The tricky question of how to stick a baseball diamond into a stadium designed primarily for professional football has been resolved.

After a nearly monthlong impasse that threatened to delay construction of the new home for the Minnesota Vikings, the team and Minnesota Sports Facilities Authority signed off Friday on a seating design for the nearly billion-dollar stadium that seems to satisfy both sides.

The compromise, reached in negotiations over the past month with HKS Inc., the project architect, allows the Vikings to put their fans as close to the action as any NFL team while ensuring a field configuration for baseball that won't be an embarrassment to the game.

"It wasn't perfect, but everybody had to compromise to get this resolved," said Lester Bagley, the Vikings vice president for stadium development.

Said Michele Kelm-Helgen, chairwoman of the stadium authority, which represented the interests of dozens of local baseball coaches, "This was a true compromise."

The two sides had been at odds for weeks over the configuration of a baseball field in the $975 million downtown Minneapolis facility, which is scheduled to open in 2016 and replace the Metrodome as a multipurpose venue that will host scores of college, high school and amateur baseball games.

The biggest sticking point was the proposed distance from home plate to right field when the stadium is converted from football to baseball.

The Vikings, pushing a seating design that put their fans as close to the football action as possible, favored a configuration that placed the right-field foul pole 285 feet from home plate and the right-field power alley 319 feet away.
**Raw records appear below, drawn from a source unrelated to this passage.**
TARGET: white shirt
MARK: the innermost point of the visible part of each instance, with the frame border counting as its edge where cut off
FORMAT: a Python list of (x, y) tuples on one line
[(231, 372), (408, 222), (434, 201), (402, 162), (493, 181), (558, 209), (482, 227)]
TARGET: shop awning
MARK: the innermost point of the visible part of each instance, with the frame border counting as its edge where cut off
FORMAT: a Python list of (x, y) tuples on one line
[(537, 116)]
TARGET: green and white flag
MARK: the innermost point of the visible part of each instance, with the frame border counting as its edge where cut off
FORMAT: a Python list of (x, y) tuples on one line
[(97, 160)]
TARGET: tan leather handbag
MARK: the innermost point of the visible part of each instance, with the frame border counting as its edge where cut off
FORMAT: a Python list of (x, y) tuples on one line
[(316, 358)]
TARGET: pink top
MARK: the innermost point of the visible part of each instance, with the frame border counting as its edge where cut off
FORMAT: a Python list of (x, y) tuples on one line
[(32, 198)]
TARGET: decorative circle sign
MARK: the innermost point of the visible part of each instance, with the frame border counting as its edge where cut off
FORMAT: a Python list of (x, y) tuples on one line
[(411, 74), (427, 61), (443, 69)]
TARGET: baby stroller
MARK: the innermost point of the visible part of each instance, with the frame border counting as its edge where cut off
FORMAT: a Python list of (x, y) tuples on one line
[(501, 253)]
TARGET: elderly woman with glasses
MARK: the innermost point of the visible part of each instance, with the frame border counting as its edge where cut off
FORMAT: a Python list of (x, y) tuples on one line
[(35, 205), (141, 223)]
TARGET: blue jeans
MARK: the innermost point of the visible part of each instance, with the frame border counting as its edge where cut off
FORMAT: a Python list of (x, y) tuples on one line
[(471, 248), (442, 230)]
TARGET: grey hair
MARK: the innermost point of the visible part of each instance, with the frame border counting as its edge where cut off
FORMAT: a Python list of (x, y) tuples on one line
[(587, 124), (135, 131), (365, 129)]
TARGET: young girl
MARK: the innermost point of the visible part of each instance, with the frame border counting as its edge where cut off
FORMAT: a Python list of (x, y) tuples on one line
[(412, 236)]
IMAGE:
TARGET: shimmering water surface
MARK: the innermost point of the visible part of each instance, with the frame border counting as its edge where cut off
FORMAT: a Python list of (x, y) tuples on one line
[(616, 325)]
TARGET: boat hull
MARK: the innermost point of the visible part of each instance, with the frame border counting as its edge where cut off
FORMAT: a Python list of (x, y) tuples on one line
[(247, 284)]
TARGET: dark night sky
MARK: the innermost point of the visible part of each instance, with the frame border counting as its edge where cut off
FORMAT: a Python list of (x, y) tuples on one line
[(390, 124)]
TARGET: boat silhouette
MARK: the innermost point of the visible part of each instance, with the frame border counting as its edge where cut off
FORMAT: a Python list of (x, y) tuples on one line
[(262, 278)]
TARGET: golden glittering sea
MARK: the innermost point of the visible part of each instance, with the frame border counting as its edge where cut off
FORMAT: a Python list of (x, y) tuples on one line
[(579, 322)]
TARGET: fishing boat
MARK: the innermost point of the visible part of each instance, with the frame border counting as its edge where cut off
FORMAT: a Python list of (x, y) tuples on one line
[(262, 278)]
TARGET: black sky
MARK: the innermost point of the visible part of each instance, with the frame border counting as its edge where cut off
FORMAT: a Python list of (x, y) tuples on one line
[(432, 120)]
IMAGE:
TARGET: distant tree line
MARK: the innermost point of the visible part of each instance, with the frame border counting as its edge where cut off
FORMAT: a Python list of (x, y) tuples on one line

Both are short by college and professional baseball standards.

Baseball coaches, led by University of Minnesota coach John Anderson, whose team played 37 games at the Dome last year, said that was unacceptable, and lobbied for a foul line no shorter than 305 feet and a power alley of 340 feet.

"Anything less," Anderson wrote in a Jan. 15 memo to the stadium authority, "would compromise the integrity of the game."

To make both sides happy, HKS redesigned the stadium's football seating bowl in a more asymmetrical way to allow for more room in right field when baseball is played.

Bagley said that the two sides worked through about a half-dozen design options to resolve the issue.

Under the agreement, finalized Friday by the authority and team, the right-field foul line will be 300 feet from home plate, with the power alley 341 feet away. To make it more difficult for batters to hit a home run to right field, a 35-foot wall or tarp will extend from the foul line to the power alley.

"Three hundred feet is not the greatest distance in the world for a foul line," said Tink Larson, a longtime amateur baseball coach in Waseca who has been close to the issue. "But it's livable and it's certainly better than what the Vikings were proposing. At least it's now a legitimate baseball field."

The Vikings, meanwhile, will still be able to put the first row of football seats 44 feet from the playing field when NFL games are played. Only one other recently built NFL stadium — Lucas Oil in Indianapolis, which was also designed by HKS — puts ticket holders that close.

Some other football seating, including some suites, was reconfigured.

Bagley said that could ultimately affect team revenue.

"We want to make sure people feel those are first-class seats, and if we compromise on quality or number of seats close to the action and suite locations, they might not like it, or won't pay as much," he said. "That's why it was so important to us."

That said, he added, the compromise "for the most part resolves our issue. What's important to us is the fan experience and achieving that great, intimate game-day experience. And we think we accomplished that. It keeps our fans on top of the action."

The state and city of Minneapolis are responsible for $498 million of the stadium's construction cost, with the Vikings picking up the rest. Had the issue not been resolved, it could have gone to arbitration, potentially delaying a project that is already facing tight deadlines.

A schematic design for the stadium is due to be released sometime next month. Stadium groundbreaking is scheduled for October.